Information management focuses on leveraging information. It is about getting the right information, to the right people, at the right time, and in the right format to support the decision making process. However, in order to make informed decisions, organizations must also execute knowledge management. Knowledge management focuses on leveraging knowledge. It is about getting the right people together, at the right time to generate the knowledge needed to support informed, or knowledge-enabled, decision making.
Examples of information include documents, publications, and word of mouth to name a few.
Examples of knowledge include experience, education, and skills to name a few.
I can create a great meal using a recipe, which is information in the form of cooking procedures. Once I’ve done this a few times, I internalize those procedures and I may even change the procedures a bit to fit my own style of cooking. It is at this point that I have transformed the information into knowledge and I no longer need the procedures to cook the meal.
Another example of this transformation can be explained through the art of pugilism. I can explain to one of my fighters (yes I coach) what will happen if they are punched in their solar plexus. They may not be able to breath for a few seconds, will feel disoriented, and may even faint. I can then instruct them on how to defend themselves against such an attack. However, they may not be able to successfully defend themselves on that information alone. It is not until they spar with someone and get hit in their solar plexus that they are then able to transform that information into knowledge, as a result of the experience of having been hit in the solar plexus, and properly defend themselves.

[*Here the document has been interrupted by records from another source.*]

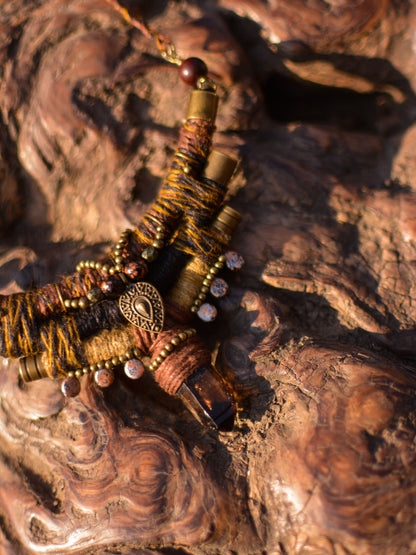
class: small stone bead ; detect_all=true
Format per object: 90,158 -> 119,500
179,58 -> 208,86
210,278 -> 228,298
124,358 -> 144,380
87,288 -> 103,303
225,251 -> 244,271
124,260 -> 148,280
198,303 -> 217,322
61,377 -> 81,397
78,297 -> 90,310
141,247 -> 158,262
94,368 -> 114,387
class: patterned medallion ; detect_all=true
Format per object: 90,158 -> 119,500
119,281 -> 165,333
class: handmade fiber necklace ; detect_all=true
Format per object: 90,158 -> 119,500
0,0 -> 243,428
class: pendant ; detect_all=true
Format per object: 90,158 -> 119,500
119,281 -> 165,333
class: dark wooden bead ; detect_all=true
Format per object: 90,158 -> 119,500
210,278 -> 228,298
124,358 -> 144,380
61,378 -> 81,397
179,58 -> 208,86
100,276 -> 123,295
94,368 -> 114,387
225,251 -> 244,271
123,260 -> 148,281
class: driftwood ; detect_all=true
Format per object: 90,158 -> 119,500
0,0 -> 416,555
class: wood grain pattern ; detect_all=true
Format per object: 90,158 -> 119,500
0,0 -> 416,555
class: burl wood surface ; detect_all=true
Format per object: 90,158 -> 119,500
0,0 -> 416,555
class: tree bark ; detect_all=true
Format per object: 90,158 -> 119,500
0,0 -> 416,555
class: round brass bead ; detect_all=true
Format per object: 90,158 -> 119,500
78,297 -> 90,310
152,239 -> 164,249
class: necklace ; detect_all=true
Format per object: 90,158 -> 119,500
0,0 -> 244,429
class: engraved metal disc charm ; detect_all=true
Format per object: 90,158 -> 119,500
119,281 -> 165,333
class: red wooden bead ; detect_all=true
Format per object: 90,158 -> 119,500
100,276 -> 123,295
94,368 -> 115,387
124,358 -> 144,380
179,58 -> 208,86
123,260 -> 148,281
61,378 -> 81,397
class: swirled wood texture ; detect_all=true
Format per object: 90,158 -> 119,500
0,0 -> 416,555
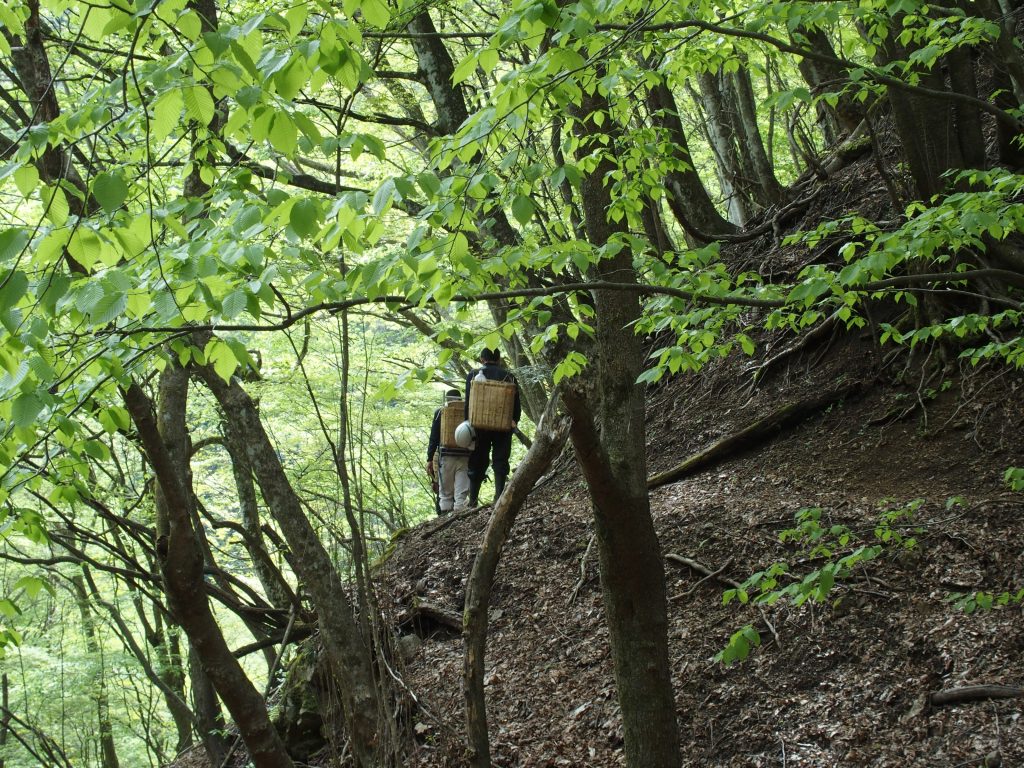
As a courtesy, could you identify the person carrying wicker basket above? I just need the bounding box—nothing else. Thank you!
[427,389,470,515]
[466,348,522,507]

Some, not all, organizations tend to leverage egos rather than knowledge and egos are often barriers to good knowledge work. However, sometimes leveraging egos can be useful since some people can be considered forces of nature. This can be considered a tactical move like the use of a chess piece that’s more important because of its status on the board at a specific point in time rather than its capability. But then, even this method of leveraging people requires an understanding of people and their worth, which is achieved through good knowledge management practices.

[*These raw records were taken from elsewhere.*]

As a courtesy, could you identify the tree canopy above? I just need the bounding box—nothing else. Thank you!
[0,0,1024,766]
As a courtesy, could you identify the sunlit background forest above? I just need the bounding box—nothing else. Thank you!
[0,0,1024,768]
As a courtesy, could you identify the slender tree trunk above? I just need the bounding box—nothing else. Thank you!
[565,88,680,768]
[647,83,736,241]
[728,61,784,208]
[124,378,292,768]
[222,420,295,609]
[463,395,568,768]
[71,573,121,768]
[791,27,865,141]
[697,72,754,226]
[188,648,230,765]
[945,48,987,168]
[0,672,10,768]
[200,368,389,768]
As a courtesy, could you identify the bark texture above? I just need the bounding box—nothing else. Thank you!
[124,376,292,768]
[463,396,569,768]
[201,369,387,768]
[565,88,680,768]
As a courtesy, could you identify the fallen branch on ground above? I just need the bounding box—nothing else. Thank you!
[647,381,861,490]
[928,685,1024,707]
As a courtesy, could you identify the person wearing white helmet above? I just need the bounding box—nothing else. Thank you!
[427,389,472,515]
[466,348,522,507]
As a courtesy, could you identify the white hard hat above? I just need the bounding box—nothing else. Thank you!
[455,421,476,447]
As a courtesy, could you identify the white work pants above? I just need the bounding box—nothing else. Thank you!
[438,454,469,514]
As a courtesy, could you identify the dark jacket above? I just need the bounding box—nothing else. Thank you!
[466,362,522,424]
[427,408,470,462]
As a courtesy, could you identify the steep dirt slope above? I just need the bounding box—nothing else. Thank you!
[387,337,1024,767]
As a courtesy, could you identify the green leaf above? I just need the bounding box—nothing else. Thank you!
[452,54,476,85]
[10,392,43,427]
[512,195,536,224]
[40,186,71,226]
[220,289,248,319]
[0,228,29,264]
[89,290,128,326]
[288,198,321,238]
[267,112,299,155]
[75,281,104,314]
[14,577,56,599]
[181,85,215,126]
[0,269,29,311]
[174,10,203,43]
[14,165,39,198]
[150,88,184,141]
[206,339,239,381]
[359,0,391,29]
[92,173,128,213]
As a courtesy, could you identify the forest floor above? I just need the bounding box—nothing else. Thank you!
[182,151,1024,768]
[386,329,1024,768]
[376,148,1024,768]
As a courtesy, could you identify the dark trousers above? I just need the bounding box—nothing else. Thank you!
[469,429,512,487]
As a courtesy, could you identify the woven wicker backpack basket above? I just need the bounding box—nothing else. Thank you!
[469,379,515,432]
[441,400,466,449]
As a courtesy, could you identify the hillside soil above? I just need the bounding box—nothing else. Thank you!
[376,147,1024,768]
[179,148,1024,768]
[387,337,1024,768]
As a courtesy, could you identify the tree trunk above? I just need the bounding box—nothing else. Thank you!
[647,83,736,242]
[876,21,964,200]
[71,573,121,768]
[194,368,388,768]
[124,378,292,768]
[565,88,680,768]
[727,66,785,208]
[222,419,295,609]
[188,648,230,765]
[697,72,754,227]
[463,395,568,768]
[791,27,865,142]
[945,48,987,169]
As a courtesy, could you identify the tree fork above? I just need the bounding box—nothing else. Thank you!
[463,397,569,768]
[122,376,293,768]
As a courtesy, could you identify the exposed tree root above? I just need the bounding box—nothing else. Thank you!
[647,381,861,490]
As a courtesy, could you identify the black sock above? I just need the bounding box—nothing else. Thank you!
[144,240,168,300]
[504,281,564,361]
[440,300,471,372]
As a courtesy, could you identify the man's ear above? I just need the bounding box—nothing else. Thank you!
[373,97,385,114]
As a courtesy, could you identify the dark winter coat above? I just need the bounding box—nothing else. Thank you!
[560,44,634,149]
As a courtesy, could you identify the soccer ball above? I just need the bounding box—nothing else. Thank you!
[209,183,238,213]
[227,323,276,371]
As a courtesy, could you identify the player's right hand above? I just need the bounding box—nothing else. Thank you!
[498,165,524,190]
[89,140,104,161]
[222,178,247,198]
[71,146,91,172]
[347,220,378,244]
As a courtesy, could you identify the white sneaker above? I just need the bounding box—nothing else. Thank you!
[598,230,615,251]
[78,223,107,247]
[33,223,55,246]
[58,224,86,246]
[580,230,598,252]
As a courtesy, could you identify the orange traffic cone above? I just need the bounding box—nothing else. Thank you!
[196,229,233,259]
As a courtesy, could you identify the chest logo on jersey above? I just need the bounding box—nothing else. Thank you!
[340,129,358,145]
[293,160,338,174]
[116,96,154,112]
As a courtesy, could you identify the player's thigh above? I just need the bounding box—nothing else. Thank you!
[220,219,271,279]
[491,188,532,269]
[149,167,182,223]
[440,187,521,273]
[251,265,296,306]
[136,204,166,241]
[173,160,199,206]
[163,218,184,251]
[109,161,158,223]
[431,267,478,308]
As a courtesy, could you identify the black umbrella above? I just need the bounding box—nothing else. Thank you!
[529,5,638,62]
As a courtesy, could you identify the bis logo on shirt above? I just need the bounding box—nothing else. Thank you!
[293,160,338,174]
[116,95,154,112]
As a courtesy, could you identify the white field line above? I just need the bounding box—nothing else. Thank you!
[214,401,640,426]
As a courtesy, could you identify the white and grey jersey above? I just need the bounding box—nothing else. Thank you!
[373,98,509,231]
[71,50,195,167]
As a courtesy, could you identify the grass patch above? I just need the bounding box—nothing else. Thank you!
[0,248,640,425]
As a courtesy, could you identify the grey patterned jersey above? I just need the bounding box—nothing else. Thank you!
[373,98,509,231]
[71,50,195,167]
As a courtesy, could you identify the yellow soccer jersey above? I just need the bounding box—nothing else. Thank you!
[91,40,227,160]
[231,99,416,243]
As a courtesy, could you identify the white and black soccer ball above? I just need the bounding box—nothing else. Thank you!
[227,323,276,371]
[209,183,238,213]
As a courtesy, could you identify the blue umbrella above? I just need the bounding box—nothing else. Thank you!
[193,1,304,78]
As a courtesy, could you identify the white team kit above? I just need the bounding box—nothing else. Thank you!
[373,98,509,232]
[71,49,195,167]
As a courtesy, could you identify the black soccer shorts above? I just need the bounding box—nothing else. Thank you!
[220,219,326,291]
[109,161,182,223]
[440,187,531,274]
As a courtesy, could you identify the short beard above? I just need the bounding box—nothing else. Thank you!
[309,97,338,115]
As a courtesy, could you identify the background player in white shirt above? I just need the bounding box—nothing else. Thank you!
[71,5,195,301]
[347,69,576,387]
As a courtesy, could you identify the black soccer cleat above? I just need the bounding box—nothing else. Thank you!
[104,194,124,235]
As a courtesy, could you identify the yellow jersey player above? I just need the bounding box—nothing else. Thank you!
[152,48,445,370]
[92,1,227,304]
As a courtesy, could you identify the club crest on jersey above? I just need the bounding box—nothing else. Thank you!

Many organizations employ people whom the leadership know very little about. People spend their lives learning all kinds of things and picking up useful skills here and there. Most of these skills and knowledge the people have go untapped. Organizations fail to leverage the knowledge embedded in their organizations because they fail to learn about their employees. This untapped resource could mean the difference between achieving sustainable success or becoming a distant memory.
When organizational leaders understand their employees – that is, their worth – they can leverage the right people for the right tasks; they can invest in the right skills needed to improve operations; and they can scale, using the right mix of information and knowledge, to meet any operational demand or competitor.